How to Do Barbell Squat Jump Step Rear Lunge
- 1Setup
Carefully load a barbell with appropriate weight and unrack it onto your upper back, resting across your traps. Stand with your feet hip-width apart, toes pointing slightly outward.
- 2Setup
Brace your core, keep your chest lifted, and maintain a neutral spine with a slight bend in your knees.
- 3
Initiate a squat by pushing your hips back and bending your knees, lowering your body until your thighs are parallel to the floor or slightly below.
- 4
Immediately explode upward from the bottom of the squat, driving through your heels and extending your hips, knees, and ankles to jump off the ground.
- 5
Land softly on the balls of your feet, immediately absorbing the impact by stepping one leg back into a deep rear lunge, lowering your hips until both knees are bent at approximately 90 degrees.
- 6
Push off the front foot and the back foot simultaneously to return to the standing starting position, then repeat the sequence, alternating the lunge leg with each repetition.
Tips
- Prioritize soft landings by bending your knees and hips immediately upon touching down from the jump, distributing the force evenly across your joints and muscles.
- Maintain a tight core throughout the entire movement, especially during the explosive jump and the lunge transition, to protect your spine and enhance stability.
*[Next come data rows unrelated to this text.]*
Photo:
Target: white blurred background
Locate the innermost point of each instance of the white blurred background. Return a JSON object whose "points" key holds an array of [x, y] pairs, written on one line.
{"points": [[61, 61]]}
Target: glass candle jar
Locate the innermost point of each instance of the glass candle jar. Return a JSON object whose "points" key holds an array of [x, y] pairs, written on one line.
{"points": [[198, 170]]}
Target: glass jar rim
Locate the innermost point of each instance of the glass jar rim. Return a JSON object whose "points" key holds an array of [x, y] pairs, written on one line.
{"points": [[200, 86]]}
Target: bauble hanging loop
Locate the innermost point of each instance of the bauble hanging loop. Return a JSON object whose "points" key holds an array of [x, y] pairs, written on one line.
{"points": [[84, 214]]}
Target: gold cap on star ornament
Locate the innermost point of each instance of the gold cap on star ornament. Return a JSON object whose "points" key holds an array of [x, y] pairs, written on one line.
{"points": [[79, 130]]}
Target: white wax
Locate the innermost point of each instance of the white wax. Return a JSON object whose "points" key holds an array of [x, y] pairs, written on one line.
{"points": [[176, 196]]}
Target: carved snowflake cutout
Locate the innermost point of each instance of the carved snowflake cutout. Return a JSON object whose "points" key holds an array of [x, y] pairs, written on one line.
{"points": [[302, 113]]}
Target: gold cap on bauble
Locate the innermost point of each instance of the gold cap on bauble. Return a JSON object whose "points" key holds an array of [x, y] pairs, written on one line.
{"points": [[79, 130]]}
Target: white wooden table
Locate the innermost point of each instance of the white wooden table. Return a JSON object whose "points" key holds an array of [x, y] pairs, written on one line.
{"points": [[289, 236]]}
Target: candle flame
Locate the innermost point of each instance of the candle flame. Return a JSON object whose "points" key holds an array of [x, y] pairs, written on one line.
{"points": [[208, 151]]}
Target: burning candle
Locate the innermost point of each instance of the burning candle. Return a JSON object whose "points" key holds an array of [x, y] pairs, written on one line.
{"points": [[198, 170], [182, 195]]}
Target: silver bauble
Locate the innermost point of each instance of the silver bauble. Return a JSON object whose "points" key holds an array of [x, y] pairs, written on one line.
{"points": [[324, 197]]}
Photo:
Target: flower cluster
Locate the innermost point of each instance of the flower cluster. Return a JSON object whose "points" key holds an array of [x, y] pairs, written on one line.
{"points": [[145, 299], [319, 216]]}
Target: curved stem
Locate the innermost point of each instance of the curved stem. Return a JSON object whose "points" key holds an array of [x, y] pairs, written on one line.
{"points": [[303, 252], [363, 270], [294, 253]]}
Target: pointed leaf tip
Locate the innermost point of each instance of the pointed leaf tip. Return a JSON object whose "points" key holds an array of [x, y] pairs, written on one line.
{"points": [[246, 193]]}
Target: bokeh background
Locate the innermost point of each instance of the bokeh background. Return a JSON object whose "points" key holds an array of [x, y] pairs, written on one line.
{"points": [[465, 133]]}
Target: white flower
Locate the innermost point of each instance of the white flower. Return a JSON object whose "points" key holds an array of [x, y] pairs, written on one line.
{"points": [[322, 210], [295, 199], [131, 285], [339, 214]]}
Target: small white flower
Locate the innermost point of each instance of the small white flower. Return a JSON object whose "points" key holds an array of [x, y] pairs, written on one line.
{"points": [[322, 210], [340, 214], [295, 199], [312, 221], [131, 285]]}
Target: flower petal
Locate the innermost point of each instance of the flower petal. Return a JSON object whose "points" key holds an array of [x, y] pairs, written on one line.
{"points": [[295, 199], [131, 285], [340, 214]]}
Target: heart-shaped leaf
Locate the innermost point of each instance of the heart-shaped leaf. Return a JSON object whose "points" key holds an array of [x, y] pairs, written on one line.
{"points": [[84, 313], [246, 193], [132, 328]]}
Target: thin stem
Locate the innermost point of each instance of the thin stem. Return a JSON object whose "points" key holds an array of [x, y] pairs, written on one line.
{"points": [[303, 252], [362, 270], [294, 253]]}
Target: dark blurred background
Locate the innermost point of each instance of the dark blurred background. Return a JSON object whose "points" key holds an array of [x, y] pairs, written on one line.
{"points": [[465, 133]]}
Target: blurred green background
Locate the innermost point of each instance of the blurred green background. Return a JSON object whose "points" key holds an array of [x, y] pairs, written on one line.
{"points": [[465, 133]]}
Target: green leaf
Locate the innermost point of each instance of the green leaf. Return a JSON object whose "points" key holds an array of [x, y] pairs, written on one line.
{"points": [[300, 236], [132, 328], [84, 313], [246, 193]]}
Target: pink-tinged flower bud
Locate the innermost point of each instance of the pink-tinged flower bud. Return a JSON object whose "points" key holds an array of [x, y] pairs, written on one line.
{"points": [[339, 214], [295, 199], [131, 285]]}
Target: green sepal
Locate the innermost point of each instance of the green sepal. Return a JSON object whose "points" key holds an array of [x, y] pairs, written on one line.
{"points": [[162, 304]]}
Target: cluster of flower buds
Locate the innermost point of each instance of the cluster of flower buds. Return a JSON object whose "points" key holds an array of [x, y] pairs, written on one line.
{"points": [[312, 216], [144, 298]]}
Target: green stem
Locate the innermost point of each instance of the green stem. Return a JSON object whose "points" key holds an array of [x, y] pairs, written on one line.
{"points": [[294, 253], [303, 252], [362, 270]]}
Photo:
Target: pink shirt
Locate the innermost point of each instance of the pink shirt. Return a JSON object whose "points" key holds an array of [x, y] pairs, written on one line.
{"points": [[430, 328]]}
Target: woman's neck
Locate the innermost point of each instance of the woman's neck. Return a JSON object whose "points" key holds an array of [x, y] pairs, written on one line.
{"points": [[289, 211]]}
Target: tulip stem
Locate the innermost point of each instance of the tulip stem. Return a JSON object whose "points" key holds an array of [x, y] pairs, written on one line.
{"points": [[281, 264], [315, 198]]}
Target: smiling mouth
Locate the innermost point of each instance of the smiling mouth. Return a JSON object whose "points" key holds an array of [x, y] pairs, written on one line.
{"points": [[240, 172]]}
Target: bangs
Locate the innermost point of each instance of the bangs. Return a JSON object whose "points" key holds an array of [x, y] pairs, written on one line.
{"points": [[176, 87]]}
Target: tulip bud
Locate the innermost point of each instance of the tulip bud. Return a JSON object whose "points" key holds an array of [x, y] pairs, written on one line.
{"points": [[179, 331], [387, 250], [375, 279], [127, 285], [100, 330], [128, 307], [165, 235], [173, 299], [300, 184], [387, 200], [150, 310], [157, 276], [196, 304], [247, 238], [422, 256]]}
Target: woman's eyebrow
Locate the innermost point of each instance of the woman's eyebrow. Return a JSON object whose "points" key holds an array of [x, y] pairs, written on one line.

- Use a lighter weight than you would for a standard barbell squat or lunge to ensure you can execute the explosive and dynamic movements with proper form and control.
- Focus on driving through your entire foot during the squat and jump, pushing the ground away forcefully to achieve maximum height and power output.
Common Mistakes
- ×Rounding the back during the squat or lunge increases spinal stress; fix this by keeping your chest up and engaging your core to maintain a neutral spine.
- ×Landing stiff-legged after the jump places excessive impact on your knees and ankles; fix this by actively bending your knees and hips to absorb the landing softly.
- ×Not achieving full extension during the jump reduces power development; fix this by explosively driving through your feet until your hips and knees are fully extended at the peak of the jump.